I’m not sure why our teachers thought that a group of well-fed children from Ohio were at risk of developing such archaic diseases of malnutrition, yet we spent more time learning about the poor dietary habits of seventeenth-century pirates than we did learning about the consequences of real-life nutritional deficiencies or about the actual nutritional benefits of vitamins.

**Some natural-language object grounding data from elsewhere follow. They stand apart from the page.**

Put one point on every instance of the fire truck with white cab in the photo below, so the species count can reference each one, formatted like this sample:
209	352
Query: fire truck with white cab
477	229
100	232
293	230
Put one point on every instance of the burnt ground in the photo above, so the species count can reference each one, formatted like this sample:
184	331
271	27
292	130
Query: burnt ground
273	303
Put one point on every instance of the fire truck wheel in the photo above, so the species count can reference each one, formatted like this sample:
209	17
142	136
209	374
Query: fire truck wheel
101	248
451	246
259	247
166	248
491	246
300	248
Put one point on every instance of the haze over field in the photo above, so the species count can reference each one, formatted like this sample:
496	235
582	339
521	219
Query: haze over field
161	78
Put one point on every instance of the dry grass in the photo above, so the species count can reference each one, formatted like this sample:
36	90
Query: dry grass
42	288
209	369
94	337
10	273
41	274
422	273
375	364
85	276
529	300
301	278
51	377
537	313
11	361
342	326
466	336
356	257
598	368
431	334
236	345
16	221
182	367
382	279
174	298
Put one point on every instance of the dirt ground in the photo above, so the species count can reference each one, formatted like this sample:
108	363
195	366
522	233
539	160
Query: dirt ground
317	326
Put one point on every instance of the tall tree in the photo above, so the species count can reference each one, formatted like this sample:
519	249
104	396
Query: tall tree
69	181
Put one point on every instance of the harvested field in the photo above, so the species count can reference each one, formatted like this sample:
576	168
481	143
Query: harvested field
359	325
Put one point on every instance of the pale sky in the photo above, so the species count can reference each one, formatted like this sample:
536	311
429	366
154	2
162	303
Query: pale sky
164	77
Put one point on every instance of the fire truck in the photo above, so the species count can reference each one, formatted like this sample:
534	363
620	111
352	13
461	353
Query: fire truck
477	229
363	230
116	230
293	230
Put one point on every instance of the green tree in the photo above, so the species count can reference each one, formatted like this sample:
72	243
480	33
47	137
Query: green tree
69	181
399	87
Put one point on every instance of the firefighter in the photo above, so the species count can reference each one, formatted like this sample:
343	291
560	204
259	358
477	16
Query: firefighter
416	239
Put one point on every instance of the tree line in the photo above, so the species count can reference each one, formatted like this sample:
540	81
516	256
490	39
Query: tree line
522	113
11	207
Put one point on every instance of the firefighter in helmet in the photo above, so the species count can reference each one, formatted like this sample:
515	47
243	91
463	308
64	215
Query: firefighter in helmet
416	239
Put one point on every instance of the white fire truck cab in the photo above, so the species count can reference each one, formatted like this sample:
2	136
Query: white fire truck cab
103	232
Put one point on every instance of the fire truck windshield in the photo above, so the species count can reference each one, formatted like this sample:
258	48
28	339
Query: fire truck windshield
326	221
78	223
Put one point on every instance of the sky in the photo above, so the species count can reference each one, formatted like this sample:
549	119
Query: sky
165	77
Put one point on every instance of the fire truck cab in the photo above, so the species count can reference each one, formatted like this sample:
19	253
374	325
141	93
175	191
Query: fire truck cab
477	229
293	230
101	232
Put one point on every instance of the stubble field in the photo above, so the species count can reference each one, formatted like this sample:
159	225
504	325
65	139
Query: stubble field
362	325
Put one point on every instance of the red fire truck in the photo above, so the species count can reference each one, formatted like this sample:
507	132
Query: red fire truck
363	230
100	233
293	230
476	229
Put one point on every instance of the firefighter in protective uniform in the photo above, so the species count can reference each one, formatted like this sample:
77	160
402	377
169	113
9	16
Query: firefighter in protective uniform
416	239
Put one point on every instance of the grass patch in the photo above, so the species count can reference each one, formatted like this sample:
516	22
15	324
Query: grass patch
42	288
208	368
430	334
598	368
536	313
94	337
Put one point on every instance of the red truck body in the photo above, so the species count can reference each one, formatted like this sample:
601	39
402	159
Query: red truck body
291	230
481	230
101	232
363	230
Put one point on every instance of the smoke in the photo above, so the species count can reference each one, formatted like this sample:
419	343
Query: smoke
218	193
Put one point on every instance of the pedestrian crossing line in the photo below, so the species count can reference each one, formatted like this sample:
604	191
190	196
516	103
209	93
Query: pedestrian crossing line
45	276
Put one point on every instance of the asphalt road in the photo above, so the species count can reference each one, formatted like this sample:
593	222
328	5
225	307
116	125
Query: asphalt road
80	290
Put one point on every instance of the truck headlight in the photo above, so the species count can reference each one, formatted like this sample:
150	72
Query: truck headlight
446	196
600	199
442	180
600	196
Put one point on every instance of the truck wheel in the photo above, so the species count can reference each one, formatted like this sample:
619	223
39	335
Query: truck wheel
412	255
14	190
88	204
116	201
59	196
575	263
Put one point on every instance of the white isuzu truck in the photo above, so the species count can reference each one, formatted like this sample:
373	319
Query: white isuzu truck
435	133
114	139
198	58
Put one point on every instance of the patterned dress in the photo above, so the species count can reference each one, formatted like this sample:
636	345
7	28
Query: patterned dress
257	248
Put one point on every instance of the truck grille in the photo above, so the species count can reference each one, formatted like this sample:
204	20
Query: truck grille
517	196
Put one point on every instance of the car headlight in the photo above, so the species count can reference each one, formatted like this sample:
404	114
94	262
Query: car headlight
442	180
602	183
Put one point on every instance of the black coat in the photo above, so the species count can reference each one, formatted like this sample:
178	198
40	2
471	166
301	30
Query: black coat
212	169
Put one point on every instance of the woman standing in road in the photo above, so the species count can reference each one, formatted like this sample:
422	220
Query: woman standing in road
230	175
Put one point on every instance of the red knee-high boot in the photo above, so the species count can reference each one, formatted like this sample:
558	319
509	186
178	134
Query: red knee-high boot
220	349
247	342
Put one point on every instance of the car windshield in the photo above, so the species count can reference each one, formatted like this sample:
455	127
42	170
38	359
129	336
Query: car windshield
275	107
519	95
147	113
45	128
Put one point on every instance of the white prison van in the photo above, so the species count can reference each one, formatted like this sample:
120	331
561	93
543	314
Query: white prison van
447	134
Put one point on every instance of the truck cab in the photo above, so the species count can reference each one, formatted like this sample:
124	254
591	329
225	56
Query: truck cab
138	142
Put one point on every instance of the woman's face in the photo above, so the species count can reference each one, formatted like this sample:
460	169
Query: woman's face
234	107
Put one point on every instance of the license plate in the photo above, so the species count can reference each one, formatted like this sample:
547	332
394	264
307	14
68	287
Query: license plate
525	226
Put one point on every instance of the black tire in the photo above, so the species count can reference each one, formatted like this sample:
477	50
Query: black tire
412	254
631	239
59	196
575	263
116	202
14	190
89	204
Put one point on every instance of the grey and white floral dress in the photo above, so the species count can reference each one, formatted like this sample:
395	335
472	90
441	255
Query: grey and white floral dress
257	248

As Americans during a time of relative plenty, we don’t have to worry about some of the most destructive forms of malnutrition, but a lopsided diet that deprives the body of vitamins and minerals can still take a big toll on our health.
It’s not true that eating carrots can make your eyesight better, but not ingesting vitamin A can have disastrous consequences. Also called retinol, it’s required to produce a photoreceptor pigment in the retina, as well as maintain skin health. Due to a rice-based diet, vitamin A deficiency is still rampant in Asia, where it’s the most common cause of childhood blindness. In adults, it cripples the immune system, causes skin problems, and destroys the eyes. The first symptom is usually night blindness, followed by the failure of the eye to lubricate itself by producing tears. Eventually, patches of dead skin and other secretions can build up on the conjunctiva, and lesions develop on the cornea.
Vitamin A deficiencies can also cause the skin to harden and crack, including the mucous membranes in the lungs, digestive system, and urinary tracts. To prevent it, eat plenty of dark, leafy-green vegetables such as spinach and kale, as well as bright-colored fruits like papayas and mangoes. Egg yolk, liver, and fish oil can also be helpful. Vitamin A is a fat-soluble vitamin, so eating it with some kind of dietary fat increases the amount of the vitamin that the liver can absorb.